Co-administration of dexmedetomidine with anaesthetics, sedatives, hypnotics, and opioids is likely to lead to an enhancement of effects, including sedative, anaesthetic and cardiorespiratory effects. Specific studies have confirmed enhanced effects with isoflurane, propofol, alfentanil, and midazolam.
No pharmacokinetic interactions between dexmedetomidine and isoflurane, propofol, alfentanil and midazolam have been demonstrated. However, due to possible pharmacodynamic interactions, when co-administered with dexmedetomidine, a reduction in dosage of dexmedetomidine or the concomitant anaesthetic, sedative, hypnotic or opioid may be required.

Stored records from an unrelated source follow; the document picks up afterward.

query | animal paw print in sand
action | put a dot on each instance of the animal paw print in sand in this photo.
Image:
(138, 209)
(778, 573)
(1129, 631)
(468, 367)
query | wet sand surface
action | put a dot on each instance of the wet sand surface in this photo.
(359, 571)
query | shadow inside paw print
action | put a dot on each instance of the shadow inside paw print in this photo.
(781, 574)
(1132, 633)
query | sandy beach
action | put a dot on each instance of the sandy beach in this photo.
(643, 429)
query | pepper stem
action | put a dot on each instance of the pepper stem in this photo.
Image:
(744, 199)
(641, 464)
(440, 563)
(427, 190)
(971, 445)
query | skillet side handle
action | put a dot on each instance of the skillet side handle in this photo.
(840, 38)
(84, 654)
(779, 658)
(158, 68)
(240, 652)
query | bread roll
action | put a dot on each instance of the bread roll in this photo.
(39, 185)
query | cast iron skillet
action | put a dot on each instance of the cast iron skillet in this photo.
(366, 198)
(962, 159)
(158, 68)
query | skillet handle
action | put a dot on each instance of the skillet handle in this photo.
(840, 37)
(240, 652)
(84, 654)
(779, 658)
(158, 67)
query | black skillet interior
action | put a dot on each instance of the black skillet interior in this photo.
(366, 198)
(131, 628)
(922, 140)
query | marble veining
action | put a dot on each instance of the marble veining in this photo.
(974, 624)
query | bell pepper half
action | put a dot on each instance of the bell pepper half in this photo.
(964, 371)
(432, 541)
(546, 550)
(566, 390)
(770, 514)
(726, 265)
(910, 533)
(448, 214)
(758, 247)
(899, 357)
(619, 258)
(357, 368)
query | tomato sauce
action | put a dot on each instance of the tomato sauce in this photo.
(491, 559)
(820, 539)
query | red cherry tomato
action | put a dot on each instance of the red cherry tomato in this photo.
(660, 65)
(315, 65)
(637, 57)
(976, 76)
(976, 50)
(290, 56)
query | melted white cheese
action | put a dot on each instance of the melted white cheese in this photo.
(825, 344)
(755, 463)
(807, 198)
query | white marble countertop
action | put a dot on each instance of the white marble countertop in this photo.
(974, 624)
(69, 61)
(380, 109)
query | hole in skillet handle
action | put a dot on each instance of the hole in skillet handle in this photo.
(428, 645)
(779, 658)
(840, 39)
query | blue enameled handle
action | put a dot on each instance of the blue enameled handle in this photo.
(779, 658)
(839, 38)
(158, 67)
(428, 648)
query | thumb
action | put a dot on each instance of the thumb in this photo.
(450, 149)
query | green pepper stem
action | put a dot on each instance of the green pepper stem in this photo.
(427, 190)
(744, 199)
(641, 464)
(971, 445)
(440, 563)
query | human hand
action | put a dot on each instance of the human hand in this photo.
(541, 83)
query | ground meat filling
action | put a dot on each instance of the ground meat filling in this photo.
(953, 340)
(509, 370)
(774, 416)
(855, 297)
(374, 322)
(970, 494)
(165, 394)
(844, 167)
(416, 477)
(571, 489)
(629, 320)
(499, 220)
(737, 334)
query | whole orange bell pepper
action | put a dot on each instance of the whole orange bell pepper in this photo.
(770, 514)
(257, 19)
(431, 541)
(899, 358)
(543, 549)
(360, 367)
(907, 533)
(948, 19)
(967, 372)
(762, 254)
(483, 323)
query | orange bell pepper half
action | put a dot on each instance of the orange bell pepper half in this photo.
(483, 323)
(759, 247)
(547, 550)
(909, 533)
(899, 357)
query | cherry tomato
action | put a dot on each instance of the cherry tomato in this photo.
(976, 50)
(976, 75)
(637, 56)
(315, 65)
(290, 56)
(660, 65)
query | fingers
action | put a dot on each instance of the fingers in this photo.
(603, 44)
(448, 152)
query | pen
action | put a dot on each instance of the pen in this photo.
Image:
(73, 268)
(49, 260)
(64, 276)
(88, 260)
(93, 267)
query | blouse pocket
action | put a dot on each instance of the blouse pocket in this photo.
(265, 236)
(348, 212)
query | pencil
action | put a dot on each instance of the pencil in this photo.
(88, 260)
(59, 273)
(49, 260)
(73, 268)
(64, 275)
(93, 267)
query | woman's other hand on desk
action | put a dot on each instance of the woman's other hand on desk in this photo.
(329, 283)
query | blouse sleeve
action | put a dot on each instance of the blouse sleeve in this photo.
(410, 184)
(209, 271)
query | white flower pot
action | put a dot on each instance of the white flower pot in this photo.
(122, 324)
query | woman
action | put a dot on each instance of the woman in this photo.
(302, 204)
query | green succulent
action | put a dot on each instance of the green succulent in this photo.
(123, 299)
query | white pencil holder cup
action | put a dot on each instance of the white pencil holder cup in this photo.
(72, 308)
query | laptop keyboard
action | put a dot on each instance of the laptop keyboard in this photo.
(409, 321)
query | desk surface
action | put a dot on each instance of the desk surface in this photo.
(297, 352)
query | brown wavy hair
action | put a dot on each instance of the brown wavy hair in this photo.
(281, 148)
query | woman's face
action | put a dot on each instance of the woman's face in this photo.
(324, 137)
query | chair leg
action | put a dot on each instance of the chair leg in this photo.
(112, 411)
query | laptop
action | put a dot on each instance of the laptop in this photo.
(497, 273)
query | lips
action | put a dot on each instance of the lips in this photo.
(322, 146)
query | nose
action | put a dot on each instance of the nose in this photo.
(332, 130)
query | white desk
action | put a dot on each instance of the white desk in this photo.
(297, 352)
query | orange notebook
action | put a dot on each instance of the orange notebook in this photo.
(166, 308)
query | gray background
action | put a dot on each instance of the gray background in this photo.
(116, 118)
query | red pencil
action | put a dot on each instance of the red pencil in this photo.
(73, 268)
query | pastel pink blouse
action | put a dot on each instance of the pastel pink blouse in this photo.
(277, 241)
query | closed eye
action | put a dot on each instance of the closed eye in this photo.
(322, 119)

Inhibition of CYP enzymes including CYP2B6 by dexmedetomidine has been studied in human liver microsome incubations. In vitro study suggests that interaction potential in vivo exists between dexmedetomidine and substrates with dominant CYP2B6 metabolism.
Induction of dexmedetomidine in vitro was observed on CYP1A2, CYP2B6, CYP2C8, CYP2C9 and CYP3A4, and induction in vivo cannot be excluded. The clinical significance is unknown.
The possibility of enhanced hypotensive and bradycardic effects should be considered in patients receiving other medicinal products causing these effects, for example beta blockers, although additional effects in an interaction study with esmolol were modest.
Incompatibilities: HYDEX infusion should not be co-administered through the same intravenous catheter with blood or plasma because physical compatibility has not been established.
HYDEX has been shown to be incompatible when administered with the following drugs: amphotericin B, diazepam.
HYDEX has been shown to be compatible when administered with the following intravenous fluids: 0.9% sodium chloride in water, 5% dextrose in water, 20% mannitol, Lactated Ringer’s solution, 100 mg/mL magnesium sulfate solution, 0.3% potassium chloride solution.
Compatibility with Natural Rubber: Compatibility studies have demonstrated the potential for absorption of HYDEX to some types of natural rubber. Although HYDEX is dosed to effect, it is advisable to use administration components made with synthetic or coated natural rubber gaskets.
Unopened vials: Do not store above 30°C.
Diluted preparation: For storage conditions after dilution of the medicinal product see After dilution as follows.
Shelf-Life: Unopened vial: 3 years.
After dilution: Chemical and physical in-use stability has been demonstrated for 24 hours at 15-30°C.
From a microbiological point of view, the product should be used immediately.
N05CM18 - dexmedetomidine ; Belongs to the class of other hypnotics and sedatives.
Infusion (vial) 100 mcg/mL (clear, colorless solution) x 2 mL x 1's.